Electric car manufacturer Canoo Technologies announced it has named current Board Member Greg Ethridge as Chief Financial Officer, succeeding Ken Manget. Ethridge will report to Canoo Chairman and CEO, Tony Aquila.
The company said in its Monday announcement that the move is effective immediately, and Ethridge will assume responsibilities for capital markets, investor relations, accounting & financial reporting functions. Ethridge agrees to resign from Canoo’s Board of Directors by the end of the year.
The announcement followed Canoo’s earlier announcement of agreeing to pay a $1.5 million civil penalty over misleading revenue projections for the past two years. The SEC also temporarily banned former CEO Ulrich Kranz and former CFO Paul Balciunas from holding board positions at publicly traded companies.
“I am pleased to announce the appointment of Greg to Canoo’s executive management team. Greg has served on the Canoo board since 2020 and has a strong understanding of our business strategy and long-term plans,” said Tony Aquila, Chairman and CEO at Canoo. “I’m grateful for the hard work that Ken delivered and wish him the best in the future.”

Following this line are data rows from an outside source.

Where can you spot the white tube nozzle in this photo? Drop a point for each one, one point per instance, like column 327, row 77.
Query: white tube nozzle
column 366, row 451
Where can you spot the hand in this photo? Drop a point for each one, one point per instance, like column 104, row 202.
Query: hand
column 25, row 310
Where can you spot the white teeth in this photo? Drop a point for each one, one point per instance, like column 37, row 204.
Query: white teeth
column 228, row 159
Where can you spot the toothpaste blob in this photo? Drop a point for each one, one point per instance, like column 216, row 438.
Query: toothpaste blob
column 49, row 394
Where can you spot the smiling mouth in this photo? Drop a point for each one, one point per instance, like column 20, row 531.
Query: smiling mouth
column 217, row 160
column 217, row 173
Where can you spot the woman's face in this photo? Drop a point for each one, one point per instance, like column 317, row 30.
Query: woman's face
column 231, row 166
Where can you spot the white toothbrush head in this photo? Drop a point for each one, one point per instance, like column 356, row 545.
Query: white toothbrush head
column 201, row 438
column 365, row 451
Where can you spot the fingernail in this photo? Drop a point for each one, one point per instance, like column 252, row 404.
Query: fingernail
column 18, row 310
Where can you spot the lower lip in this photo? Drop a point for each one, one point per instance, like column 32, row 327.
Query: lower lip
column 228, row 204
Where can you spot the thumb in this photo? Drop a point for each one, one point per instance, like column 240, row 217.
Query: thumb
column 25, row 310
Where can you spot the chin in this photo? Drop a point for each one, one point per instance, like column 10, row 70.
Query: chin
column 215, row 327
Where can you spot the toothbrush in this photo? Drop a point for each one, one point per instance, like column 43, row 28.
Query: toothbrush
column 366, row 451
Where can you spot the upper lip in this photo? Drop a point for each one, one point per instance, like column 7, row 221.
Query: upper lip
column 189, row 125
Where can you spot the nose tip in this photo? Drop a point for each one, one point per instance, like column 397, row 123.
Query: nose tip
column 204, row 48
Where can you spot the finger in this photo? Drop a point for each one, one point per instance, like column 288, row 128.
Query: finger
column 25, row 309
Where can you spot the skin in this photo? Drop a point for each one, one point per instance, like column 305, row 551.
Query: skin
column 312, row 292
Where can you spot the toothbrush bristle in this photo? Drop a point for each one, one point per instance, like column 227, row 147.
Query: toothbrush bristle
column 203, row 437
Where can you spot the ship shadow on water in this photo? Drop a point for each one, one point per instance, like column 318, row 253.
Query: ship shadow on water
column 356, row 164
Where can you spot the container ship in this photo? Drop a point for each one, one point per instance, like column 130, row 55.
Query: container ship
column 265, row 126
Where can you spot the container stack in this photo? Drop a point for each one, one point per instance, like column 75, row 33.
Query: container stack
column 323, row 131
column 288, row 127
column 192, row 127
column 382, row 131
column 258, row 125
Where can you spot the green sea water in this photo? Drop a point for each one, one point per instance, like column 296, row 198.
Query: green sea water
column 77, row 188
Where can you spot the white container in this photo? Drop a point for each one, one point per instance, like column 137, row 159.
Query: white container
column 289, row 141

Ethridge has deep experience in capital markets and finance over his career having previously served as president, chief operating officer and a director of Hennessy Capital Acquisition Corporation IV, V and VI. He also held director or executive positions at Motorsports Aftermarket Group, MatlinPatterson Global Advisers LLC, FXI Holdings Inc., Gleacher and Company, Imperial Capital LLC, Jefferies and Company, Inc., as well as other boards and investment firms.

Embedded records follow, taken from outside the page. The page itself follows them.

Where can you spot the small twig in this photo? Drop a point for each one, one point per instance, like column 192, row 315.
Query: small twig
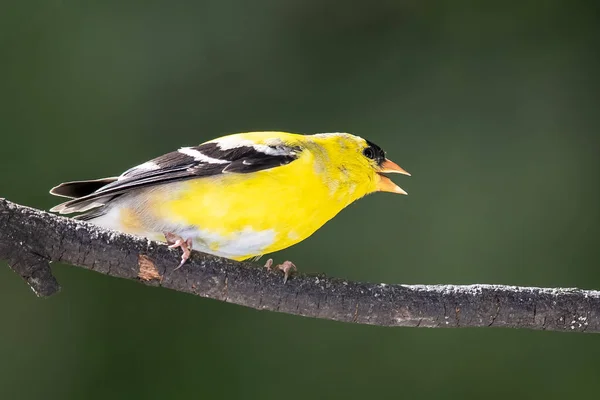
column 30, row 239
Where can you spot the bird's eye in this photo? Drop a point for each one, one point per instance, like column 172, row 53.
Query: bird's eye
column 369, row 153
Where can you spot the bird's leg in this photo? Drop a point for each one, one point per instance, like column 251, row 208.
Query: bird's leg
column 174, row 241
column 286, row 267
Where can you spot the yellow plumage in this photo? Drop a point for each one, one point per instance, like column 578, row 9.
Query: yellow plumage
column 257, row 208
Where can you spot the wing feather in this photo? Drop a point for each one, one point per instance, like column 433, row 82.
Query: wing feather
column 208, row 159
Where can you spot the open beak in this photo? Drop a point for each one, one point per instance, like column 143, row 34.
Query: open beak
column 385, row 184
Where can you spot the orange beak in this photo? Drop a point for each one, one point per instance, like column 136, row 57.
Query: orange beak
column 385, row 184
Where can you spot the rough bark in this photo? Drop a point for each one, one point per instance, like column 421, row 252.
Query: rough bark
column 30, row 239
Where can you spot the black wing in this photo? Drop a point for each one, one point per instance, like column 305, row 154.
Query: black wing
column 208, row 159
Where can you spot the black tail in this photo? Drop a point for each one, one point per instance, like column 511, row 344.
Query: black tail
column 77, row 189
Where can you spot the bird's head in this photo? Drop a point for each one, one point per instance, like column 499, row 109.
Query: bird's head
column 361, row 162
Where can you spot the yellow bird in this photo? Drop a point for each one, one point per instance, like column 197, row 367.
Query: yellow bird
column 239, row 196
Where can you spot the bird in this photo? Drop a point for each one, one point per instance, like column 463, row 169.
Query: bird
column 238, row 196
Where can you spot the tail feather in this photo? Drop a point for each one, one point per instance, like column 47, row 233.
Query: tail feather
column 78, row 189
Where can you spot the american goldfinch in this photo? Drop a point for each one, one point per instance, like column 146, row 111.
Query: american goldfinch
column 239, row 196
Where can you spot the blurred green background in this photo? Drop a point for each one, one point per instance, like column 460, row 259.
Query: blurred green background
column 492, row 107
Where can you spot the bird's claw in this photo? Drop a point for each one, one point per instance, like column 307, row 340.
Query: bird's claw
column 174, row 241
column 287, row 267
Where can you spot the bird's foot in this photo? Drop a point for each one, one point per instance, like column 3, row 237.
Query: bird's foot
column 287, row 267
column 174, row 241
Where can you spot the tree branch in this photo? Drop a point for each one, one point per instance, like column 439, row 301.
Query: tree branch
column 30, row 239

As CFO, he’ll play a critical role in Canoo’s efforts to improve earnings. The publicly-traded company reported a $70.9 million net loss in the second quarter, an improvement from the $164.4 million net loss, or 68 cents per share, it reported in the same period last year.

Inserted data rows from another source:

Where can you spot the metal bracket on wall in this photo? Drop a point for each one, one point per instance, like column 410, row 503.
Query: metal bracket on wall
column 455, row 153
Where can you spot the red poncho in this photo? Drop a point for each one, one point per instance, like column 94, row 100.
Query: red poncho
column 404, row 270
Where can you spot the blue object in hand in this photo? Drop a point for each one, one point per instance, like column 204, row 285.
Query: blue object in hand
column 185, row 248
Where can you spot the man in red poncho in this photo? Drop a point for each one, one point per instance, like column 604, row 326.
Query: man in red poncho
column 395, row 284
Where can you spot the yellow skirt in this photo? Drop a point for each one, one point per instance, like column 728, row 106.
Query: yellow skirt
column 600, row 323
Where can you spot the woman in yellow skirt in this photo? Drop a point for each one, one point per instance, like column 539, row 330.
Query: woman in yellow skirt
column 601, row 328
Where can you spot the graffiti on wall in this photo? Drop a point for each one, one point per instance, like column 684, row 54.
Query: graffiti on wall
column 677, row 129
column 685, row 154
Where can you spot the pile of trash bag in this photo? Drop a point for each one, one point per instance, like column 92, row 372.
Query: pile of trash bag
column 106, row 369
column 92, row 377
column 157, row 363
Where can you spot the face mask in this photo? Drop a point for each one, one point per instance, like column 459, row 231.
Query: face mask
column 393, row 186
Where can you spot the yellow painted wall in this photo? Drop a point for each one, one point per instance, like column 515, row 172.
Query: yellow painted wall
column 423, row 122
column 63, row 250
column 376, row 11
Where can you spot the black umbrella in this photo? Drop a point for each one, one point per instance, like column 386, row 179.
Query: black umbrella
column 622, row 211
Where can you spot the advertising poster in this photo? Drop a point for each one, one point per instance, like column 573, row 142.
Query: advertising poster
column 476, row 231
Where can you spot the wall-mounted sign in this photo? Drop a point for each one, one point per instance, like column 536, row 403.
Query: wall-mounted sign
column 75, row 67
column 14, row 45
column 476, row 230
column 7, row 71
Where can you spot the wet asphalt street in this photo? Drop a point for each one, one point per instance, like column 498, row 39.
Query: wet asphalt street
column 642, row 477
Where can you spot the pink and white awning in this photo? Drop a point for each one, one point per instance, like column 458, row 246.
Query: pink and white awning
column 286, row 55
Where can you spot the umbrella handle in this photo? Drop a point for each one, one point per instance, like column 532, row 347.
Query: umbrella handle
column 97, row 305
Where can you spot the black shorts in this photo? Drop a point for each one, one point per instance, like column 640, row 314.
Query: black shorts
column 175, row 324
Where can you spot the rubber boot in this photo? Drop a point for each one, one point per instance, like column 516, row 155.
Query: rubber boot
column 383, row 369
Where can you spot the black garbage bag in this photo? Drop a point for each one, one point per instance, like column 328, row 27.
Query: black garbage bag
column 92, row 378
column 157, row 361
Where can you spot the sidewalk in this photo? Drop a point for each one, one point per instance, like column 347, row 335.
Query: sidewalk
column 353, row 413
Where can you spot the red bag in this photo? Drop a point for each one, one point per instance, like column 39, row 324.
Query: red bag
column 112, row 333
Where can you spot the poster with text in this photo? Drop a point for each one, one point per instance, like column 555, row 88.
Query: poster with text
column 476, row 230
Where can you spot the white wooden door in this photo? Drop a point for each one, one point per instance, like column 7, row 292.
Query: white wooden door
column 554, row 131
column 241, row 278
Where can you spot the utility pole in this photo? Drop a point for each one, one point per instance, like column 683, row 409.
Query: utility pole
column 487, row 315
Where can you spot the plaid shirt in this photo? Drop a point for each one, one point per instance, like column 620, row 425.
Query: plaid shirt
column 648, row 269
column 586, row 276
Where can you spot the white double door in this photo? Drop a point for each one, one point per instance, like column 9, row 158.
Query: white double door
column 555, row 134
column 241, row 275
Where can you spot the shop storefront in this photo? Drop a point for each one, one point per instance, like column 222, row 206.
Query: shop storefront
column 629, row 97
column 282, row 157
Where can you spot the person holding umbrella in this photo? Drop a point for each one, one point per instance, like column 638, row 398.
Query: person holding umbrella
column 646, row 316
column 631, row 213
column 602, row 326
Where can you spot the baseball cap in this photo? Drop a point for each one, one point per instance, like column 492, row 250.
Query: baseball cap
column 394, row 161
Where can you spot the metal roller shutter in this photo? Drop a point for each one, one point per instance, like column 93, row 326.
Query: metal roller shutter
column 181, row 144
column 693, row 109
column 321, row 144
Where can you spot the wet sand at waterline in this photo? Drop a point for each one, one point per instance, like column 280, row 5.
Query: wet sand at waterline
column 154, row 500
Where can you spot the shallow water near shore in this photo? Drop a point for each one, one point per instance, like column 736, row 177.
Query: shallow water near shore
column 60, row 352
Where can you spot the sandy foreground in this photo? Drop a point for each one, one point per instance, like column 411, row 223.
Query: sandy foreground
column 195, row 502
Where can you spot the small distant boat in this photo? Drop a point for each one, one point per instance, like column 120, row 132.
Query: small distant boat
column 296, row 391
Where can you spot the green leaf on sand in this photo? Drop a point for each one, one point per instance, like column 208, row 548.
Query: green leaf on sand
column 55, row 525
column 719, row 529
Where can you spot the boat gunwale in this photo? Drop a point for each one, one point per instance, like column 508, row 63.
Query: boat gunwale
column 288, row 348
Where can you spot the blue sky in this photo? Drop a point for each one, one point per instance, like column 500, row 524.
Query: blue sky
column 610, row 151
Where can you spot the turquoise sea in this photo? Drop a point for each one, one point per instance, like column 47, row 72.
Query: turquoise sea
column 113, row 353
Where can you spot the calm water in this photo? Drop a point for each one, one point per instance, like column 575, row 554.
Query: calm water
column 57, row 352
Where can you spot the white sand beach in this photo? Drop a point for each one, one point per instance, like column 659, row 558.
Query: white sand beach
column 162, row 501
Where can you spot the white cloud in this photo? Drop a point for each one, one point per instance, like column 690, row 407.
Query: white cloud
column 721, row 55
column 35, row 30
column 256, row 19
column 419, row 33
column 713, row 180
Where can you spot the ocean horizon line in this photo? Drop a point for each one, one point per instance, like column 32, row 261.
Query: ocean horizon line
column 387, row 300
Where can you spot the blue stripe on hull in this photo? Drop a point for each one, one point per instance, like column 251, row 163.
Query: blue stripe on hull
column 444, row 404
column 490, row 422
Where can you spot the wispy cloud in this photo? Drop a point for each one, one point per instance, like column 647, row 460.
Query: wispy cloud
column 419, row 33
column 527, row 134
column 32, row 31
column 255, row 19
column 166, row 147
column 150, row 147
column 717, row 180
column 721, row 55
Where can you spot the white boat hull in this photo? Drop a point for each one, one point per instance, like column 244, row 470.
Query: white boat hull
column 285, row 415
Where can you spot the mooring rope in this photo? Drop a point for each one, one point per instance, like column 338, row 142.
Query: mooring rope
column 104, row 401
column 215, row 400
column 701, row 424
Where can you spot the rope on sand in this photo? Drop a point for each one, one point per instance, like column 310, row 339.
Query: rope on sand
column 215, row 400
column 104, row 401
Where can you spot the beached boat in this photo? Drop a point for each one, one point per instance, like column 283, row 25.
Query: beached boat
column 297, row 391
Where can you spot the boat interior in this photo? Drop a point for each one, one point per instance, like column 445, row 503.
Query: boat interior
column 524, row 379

Canoo, soon to be headquartered in Bentonville, Arkansas, is in the process of finalizing its manufacturing facility in Oklahoma City and another in Pryor, Oklahoma.
The company this month announced it had agreed to pay a $1.5 million civil penalty over misleading revenue projections for the past two years. The SEC also temporarily banned former CEO Ulrich Kranz and former CFO Paul Balciunas from holding board positions at publicly traded companies.